A Bluesfest regular, Bennett said he's been coming out for more than 20 years and rarely misses a day.
"It's amazing, it's like it didn't miss a beat," he said of the 2022 edition.
"It was just really great to hang around with my friends ... enjoying beers, enjoying the late afternoon sun, just basking in the warm glow of the festival."
Despite the fact COVID-19 is still prevalent in the community, Bennett — who said he's had four vaccine doses — didn't hesitate to come out.

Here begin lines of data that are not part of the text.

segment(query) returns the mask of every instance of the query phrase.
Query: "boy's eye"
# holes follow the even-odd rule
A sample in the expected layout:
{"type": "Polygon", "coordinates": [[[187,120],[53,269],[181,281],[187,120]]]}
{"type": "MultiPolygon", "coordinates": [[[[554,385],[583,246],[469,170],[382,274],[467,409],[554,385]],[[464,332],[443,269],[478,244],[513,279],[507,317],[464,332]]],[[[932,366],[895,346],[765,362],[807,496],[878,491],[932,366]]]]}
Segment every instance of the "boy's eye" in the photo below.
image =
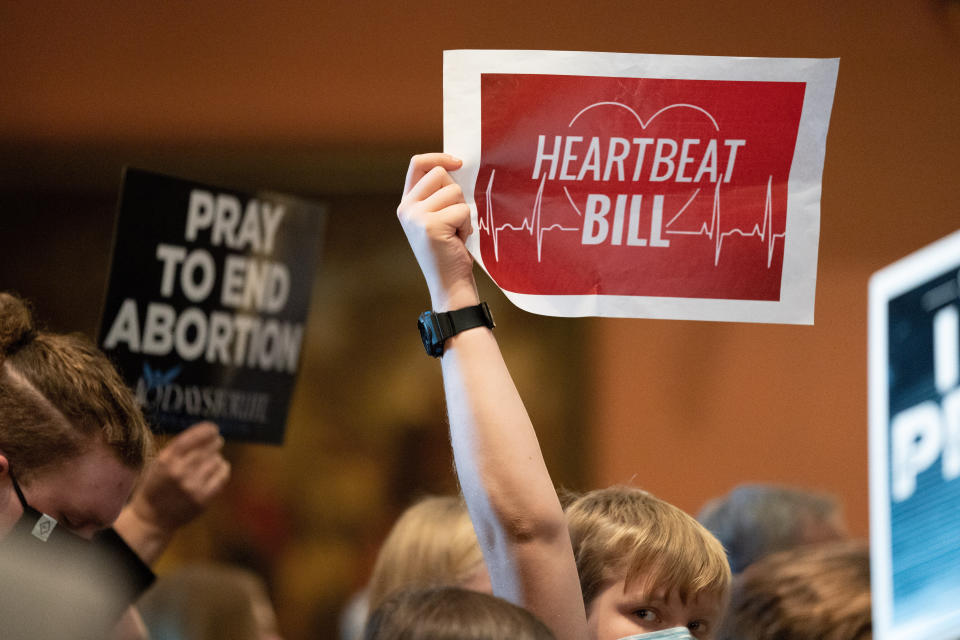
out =
{"type": "Polygon", "coordinates": [[[653,609],[637,609],[633,612],[633,615],[637,616],[645,622],[658,622],[657,612],[653,609]]]}
{"type": "Polygon", "coordinates": [[[687,629],[689,629],[694,635],[697,633],[702,634],[707,630],[707,623],[703,620],[694,620],[693,622],[687,624],[687,629]]]}

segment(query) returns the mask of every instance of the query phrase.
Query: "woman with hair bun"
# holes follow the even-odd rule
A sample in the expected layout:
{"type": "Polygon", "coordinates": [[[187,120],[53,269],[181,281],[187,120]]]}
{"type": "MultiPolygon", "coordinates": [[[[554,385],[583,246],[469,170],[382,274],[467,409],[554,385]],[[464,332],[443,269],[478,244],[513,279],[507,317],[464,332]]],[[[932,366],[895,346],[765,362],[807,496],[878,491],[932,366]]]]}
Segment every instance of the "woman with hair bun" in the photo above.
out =
{"type": "Polygon", "coordinates": [[[0,292],[0,636],[86,637],[83,611],[95,637],[152,582],[110,528],[151,451],[107,357],[38,330],[25,301],[0,292]],[[71,603],[54,588],[68,584],[87,593],[71,603]]]}
{"type": "Polygon", "coordinates": [[[38,331],[0,293],[0,536],[24,502],[90,538],[130,496],[152,435],[107,357],[79,334],[38,331]]]}

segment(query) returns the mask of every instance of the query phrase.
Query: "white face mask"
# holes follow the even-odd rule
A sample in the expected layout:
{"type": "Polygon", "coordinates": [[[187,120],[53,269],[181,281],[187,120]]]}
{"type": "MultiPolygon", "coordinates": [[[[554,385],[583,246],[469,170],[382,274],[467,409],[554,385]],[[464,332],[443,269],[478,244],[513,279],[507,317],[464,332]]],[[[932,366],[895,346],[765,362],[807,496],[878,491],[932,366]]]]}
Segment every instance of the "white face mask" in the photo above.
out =
{"type": "Polygon", "coordinates": [[[650,633],[637,633],[620,640],[694,640],[694,638],[686,627],[672,627],[650,633]]]}

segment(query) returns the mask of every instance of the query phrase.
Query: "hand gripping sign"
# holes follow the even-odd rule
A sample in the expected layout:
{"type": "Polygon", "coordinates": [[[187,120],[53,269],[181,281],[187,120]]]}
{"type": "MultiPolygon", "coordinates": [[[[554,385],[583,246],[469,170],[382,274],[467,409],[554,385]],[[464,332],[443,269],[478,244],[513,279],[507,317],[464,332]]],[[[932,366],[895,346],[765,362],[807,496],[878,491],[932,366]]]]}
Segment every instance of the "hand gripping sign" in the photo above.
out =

"We've been cooped up for a really long time and it's kind of picking up where we left off," he said. "It's a calculated risk to enjoy life."
Masks 'strongly recommended'
The festival is being held as several COVID-19 indicators are on the rise in Ottawa, including hospitalizations, outbreaks and the coronavirus levels in the city's wastewater.
The region is in the seventh wave of the pandemic, and health officials said last week, as Bluesfest began, that it was "strongly recommended" people wear a mask in crowded outdoor settings such as the festival.
Monahan said he and other Bluesfest organizers have kept a close eye on public health and provincial guidelines.
They set out to organize an event where people can feel safe listening to music from wherever they chose, he said, and have asked concert-goers to mitigate their level of risk.
As Bluesfest 2022 winds down, Monahan said his thoughts are already turning to next year and what it will look like.
"The fact that we've been able to pull this off and we're back is just a huge sense of accomplishment," he said. "And it sort of leads to ... trying to get back to normal hopefully, in the next couple of years."